In other words, legal experts say, if an annual meeting isn’t held within 13 months of the last one, shareholders can ask the court to mandate one. But that’s as far as the requirements go.
Moreover, organizing a meeting would take time even after the court orders one to be held, probably several weeks. Advisers to the Dell special committee have told the directors that even if Mr. Icahn were to prevail, the annual meeting probably couldn’t be held before mid- to late September anyway.
Mr. Icahn’s lawyers acknowledged in their brief that time is playing a role in ordering an annual meeting as soon as possible. The financing backing the activist’s competing proposal, a major stock buyback that he would sponsor, expires on Sept. 30.
That said, the brief’s main thrust is that the Dell special committee shortchanged investors by not negotiating more toughly with Mr. Dell. The biggest way to have done that, according to Mr. Icahn, was by presenting shareholders with the choice of either the leveraged buyout or the stock buyback plan on the same day. (Never mind that the board has long been wary of the latter option as the best way to get the most value for investors.)
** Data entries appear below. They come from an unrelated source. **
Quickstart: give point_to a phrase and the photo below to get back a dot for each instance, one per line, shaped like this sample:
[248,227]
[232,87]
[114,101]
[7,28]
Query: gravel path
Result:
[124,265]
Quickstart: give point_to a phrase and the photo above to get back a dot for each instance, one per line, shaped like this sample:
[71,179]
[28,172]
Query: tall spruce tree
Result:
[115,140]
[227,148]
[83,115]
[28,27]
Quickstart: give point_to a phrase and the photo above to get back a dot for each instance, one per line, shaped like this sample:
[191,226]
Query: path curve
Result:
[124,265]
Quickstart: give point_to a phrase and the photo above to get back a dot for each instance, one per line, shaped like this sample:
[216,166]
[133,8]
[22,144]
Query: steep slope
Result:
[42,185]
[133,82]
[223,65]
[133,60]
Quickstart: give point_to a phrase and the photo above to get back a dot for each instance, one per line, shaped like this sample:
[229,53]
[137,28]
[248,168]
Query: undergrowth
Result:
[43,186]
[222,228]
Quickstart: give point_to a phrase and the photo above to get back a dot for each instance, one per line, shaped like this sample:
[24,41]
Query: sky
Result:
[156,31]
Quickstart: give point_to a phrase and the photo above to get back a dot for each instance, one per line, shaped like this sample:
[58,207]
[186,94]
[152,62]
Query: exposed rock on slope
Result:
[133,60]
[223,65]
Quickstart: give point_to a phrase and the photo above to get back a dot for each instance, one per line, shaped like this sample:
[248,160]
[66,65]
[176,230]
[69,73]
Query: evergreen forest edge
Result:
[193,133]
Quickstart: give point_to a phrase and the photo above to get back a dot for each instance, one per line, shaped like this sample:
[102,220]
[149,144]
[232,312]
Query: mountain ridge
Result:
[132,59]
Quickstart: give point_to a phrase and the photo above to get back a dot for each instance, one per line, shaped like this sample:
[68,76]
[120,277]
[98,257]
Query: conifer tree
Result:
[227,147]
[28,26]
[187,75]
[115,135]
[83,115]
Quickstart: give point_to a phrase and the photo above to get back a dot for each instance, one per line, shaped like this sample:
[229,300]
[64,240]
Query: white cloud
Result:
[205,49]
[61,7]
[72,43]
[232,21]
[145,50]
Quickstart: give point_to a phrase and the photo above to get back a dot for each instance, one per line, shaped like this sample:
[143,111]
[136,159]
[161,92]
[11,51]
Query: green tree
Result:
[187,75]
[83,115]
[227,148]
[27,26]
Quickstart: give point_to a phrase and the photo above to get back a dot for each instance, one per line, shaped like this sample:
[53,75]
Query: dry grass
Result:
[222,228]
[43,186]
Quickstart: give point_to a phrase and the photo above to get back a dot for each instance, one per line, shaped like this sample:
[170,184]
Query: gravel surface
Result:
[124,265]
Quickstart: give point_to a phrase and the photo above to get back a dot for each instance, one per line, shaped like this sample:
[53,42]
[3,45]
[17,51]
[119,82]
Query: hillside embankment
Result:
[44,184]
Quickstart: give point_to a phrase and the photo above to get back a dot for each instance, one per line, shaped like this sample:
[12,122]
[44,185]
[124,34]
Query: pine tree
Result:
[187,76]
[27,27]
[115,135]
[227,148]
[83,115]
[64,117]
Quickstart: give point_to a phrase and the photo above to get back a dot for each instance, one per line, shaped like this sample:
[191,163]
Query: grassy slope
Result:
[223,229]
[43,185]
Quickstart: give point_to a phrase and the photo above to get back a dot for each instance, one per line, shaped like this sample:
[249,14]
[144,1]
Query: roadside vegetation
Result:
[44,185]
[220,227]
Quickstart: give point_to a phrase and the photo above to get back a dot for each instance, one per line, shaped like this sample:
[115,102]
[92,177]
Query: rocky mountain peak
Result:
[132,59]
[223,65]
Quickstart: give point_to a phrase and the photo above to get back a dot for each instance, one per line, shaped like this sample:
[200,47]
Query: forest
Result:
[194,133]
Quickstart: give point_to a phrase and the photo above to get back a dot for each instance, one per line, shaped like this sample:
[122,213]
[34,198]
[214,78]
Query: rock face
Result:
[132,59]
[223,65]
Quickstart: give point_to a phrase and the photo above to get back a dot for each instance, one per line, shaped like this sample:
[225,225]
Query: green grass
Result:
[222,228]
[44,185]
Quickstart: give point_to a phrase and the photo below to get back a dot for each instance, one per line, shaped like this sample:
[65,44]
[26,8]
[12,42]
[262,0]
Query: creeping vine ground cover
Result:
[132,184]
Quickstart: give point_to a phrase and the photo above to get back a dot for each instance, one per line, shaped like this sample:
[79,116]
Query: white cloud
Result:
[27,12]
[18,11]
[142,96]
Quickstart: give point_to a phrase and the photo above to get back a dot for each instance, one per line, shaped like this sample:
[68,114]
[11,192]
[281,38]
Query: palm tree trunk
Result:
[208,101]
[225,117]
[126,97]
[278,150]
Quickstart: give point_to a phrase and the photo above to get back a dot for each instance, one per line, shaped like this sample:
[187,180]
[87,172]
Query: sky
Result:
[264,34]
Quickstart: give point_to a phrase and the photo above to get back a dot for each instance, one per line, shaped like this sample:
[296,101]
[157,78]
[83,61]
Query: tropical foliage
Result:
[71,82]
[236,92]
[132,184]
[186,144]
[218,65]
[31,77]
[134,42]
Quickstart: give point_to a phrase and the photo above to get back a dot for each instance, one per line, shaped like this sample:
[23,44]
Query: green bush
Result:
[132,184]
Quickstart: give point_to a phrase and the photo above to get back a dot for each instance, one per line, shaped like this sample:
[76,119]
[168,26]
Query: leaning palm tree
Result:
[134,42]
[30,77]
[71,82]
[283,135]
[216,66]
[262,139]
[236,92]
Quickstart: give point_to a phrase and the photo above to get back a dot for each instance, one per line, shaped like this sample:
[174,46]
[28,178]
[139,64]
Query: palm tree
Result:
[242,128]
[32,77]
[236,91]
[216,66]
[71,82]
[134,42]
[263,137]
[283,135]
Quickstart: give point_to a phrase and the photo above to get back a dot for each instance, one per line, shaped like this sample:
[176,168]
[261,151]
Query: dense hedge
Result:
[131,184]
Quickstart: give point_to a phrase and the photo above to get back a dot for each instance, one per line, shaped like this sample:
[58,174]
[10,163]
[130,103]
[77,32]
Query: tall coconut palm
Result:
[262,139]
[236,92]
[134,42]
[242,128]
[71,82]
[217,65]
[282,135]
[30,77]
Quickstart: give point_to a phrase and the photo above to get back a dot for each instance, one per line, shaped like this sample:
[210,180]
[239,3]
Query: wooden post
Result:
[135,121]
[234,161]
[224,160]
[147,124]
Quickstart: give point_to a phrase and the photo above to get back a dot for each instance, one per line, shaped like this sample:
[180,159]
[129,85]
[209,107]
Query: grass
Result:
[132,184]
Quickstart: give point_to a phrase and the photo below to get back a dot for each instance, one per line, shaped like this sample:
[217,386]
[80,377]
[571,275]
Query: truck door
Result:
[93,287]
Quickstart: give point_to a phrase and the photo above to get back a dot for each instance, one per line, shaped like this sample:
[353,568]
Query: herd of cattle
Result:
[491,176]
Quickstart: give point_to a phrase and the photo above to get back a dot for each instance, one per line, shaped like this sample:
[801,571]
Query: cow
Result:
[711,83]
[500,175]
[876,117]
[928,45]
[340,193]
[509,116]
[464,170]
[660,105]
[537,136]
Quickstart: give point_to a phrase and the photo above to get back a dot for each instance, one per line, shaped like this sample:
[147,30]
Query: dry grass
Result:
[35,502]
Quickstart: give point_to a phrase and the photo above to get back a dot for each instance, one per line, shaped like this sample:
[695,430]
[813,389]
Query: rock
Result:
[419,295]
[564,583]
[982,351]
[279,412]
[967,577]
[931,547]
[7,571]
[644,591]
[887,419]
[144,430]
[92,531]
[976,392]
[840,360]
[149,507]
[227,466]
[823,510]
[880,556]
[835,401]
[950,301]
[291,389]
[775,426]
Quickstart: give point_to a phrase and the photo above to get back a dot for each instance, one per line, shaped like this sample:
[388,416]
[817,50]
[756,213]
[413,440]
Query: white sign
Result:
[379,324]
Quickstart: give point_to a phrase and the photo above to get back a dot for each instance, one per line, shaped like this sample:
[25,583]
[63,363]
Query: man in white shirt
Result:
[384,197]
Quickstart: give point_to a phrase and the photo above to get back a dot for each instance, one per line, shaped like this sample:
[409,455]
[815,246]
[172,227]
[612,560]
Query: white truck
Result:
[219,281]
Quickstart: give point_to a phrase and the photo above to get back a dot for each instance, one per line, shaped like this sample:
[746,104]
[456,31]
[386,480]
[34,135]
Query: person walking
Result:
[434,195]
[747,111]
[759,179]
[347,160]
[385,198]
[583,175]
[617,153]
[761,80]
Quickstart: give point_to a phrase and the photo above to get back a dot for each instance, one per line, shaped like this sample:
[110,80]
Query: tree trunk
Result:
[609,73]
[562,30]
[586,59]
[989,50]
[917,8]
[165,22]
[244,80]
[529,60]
Here’s more from Mr. Icahn’s brief:
“The first question before the court on the merits is whether our law will allow these directors to act as Platonic guardians, repeatedly refusing to take no for an answer on the merger, stacking the cards in its favor and deliberately postponing the annual meeting until over 60 days after it is required to be held in order to avoid giving the stockholders the opportunity to decide for themselves which transaction they want.”
It’s possible that a Delaware judge could rule in Mr. Icahn’s favor by either overturning the change in voting rules or compelling an annual meeting to be held sooner than October. That could thrust Mr. Dell’s takeover bid once more into the murk of uncertainty.
Both the buyers and the Dell special committee are betting that the court will see things their way and keep the status quo, which would probably lead to the buyout succeeding. They point to previous words from Chancellor Leo E. Strine Jr. that praised the special committee’s work in negotiating with Mr. Dell.
More clarity could come soon after a hearing on Mr. Icahn’s lawsuit, which is scheduled for Monday afternoon.